Fed Chair Powell Weighs Whether Cut Will Be Needed as Risks Loom

Jerome H. Powell, chairman of the Federal Reserve, said Tuesday that the central bank is weighing whether an interest-rate cut will be needed as trade risks stir economic uncertainty and inflation lags. But he made clear that the institution considers itself independent from the White House and President Trump, who continues to push publicly for a rate cut.

Mr. Powell said the case for a rate cut has strengthened somewhat given that economic “crosscurrents have re-emerged, with apparent progress on trade turning to greater uncertainty and with incoming data raising renewed concerns about the strength of the global economy.”

But he stopped short of saying a cut was guaranteed, noting that the Fed would continue to watch economic events unfold and would avoid reacting to short-term issues.

“The question my colleagues and I are grappling with is whether these uncertainties will continue to weigh on the outlook and thus call for additional policy accommodation,” Mr. Powell said at a Council on Foreign Relations event in New York.

The Fed is watching warily as global trade flows slow, manufacturing indexes sag and confidence gauges wobble against continuing uncertainty about Mr. Trump’s trade war. Because interest rates are already historically low, the Fed wants to take a risk-management approach to setting policy, fending off any softening in growth before it becomes serious.

That inflation has never sustainably hit the Fed’s 2 percent target, formally in place since 2012, heightens the case for moving pre-emptively — rather than waiting and risking making a move too late. Inflation came in at just 1.5 percent in the year through April.

“That undershoot looks like it might be more persistent than we had hoped, and that is not a good thing,” Mr. Powell said in a question-and-answer session with Neil Irwin, a senior economic correspondent with The New York Times. “It’s another argument, frankly, for providing more policy accommodation.”

The Fed’s policy conversation is happening against a contentious political backdrop. Mr. Trump has been loudly criticizing the central bank for keeping rates too high, saying that it is weakening growth and putting the United States on an uneven playing field with trading partners with lower interest rates. Mr. Powell emphasized the central bank’s independence on Tuesday.

“We are a strictly nonpolitical agency,” he said in response to a question about Mr.
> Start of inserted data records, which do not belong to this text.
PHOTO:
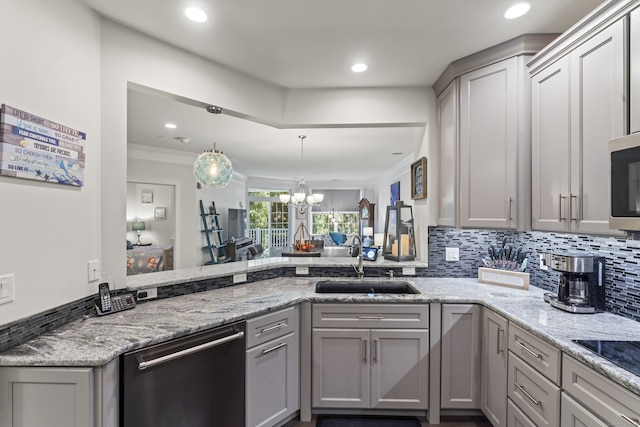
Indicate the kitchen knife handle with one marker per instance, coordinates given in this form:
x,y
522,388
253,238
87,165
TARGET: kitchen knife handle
x,y
560,218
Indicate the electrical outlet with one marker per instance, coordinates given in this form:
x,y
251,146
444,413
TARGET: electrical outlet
x,y
240,278
93,270
452,254
543,266
7,288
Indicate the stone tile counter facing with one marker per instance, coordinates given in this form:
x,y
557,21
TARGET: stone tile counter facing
x,y
97,340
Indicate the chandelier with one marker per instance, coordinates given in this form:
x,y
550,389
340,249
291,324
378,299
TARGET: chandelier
x,y
300,199
212,168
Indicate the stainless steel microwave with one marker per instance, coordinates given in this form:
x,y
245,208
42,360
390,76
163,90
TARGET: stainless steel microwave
x,y
624,212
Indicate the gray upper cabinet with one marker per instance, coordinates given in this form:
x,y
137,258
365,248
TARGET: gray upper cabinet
x,y
635,70
448,155
578,105
489,145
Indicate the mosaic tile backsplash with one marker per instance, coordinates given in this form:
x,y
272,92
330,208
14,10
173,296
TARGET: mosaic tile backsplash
x,y
622,272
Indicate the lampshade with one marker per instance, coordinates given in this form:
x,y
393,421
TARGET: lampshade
x,y
213,169
138,226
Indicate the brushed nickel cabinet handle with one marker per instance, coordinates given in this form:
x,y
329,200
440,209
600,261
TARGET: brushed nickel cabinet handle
x,y
525,348
273,328
633,421
571,197
531,398
274,348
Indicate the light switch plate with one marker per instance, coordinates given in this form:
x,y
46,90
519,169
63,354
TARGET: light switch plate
x,y
7,288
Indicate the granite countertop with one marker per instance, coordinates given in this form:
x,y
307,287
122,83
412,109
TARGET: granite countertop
x,y
96,341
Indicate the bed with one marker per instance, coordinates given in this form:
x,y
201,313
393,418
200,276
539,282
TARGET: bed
x,y
148,259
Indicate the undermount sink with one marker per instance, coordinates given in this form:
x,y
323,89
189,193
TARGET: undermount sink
x,y
364,287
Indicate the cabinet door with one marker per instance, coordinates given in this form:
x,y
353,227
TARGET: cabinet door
x,y
493,395
399,369
460,369
340,368
52,397
572,414
448,155
598,105
634,74
550,144
488,146
272,381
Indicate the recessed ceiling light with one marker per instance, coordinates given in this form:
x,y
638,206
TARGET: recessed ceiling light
x,y
195,14
358,68
517,10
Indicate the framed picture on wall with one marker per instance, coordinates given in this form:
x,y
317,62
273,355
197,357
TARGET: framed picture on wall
x,y
395,193
147,196
419,179
160,214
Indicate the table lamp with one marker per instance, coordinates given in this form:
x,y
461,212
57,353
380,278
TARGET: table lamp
x,y
138,226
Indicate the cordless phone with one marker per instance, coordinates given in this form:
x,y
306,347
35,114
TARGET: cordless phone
x,y
112,304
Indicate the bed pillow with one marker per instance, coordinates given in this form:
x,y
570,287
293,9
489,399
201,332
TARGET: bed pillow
x,y
338,238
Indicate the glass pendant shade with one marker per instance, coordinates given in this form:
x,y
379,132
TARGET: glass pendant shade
x,y
213,169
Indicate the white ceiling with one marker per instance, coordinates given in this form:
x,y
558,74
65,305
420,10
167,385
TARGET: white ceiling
x,y
312,44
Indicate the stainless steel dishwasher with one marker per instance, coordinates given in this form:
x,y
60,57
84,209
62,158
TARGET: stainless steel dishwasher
x,y
195,381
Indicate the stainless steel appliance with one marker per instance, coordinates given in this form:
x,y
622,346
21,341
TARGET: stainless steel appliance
x,y
195,381
581,283
624,211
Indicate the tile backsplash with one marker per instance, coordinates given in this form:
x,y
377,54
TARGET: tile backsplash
x,y
622,272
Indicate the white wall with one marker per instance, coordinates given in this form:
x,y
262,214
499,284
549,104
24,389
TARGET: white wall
x,y
50,66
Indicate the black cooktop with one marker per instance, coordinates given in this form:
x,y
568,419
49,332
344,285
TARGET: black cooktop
x,y
625,354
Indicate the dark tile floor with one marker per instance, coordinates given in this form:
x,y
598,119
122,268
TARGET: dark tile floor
x,y
445,422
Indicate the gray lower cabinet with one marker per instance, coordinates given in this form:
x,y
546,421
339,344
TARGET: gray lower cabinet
x,y
52,397
606,400
460,363
574,414
493,394
367,366
272,368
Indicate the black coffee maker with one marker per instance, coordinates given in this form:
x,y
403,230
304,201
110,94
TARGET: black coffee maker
x,y
581,283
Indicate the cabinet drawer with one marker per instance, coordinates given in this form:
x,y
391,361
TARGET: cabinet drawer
x,y
398,316
273,325
602,396
517,418
540,355
535,395
573,414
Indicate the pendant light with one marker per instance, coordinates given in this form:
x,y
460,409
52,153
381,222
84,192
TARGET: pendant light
x,y
212,168
300,199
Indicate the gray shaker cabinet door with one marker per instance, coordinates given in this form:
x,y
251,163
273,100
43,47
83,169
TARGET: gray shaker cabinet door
x,y
460,373
340,368
399,369
493,395
52,397
489,146
272,381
Trump’s continuing attacks. “We’re human, we’ll make mistakes,” he added, but “we won’t make mistakes of integrity or character.”

Mr. Trump on Monday tweeted that the Fed “blew it” by increasing rates last year, and he has even toyed with the idea of demoting Mr. Powell to the role of governor. Mr. Trump has alternately implied that such a move would depend on Mr. Powell’s actions and denied suggesting a demotion. He said he thought he had the legal authority to do so if he chose, though his authority is unclear.

[Mr. Trump’s feud with the Fed is rooted in history.]

Politics aside, economic developments have prompted a growing number of Fed officials to expect rate cuts before the end of the year, according to economic projections released after their June 19-20 meeting. Investors in fed funds futures had fully priced in a rate cut next month after that meeting. Stocks indexes fell after Mr. Powell’s speech was released Tuesday, suggesting that his characterization of rate cuts as a “whether” rather than a definite plan disappointed some traders.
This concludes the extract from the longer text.